Wilson's excellent setup guide includes specific vertical angling requirements for the WATT, based on the height and distance from the speaker of the listener's ears. Wilson provides four sets of rear spikes for the Puppy so that you can adjust the system's height to ensure that the WATT's tweeter and midrange driver are at the correct height relative to your ears. Guesswork is eliminated: Plug in the numbers, and Wilson tells you which set of spikes to use. Before packing them up, John Atkinson measured the distance between the speakers and my listening chair and the height of my ear canal from the floor, so he could duplicate them in his measurements.

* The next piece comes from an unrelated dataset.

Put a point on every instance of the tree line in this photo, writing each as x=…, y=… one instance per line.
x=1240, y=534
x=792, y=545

While time coherence is claimed for the WATT/Puppy 7, phase coherence is not. (Wilson says that no speaker passes a squarewave unchanged.)
When you spend $22,000 on a pair of speakers, you're entitled to professional setup. All Wilson Audio dealers are trained in this service, which they're required to provide when you buy a pair of Wilson speakers. But after Peter McGrath had futzed around for a few hours, the speakers had been moved barely 2" from where I'd plopped them down originally. Still, their bottom-end performance had improved dramatically, and that affected the entire presentation.
$22,400 for WATT?
The gleaming WATT/Puppy 7s are finished in automotive paint. But even after I'd examined them at leisure in my own home, I wondered what could possibly make them cost $22,000/pair, even taking into account the usual audiophile manufacturing markup. I asked Dave Wilson about it.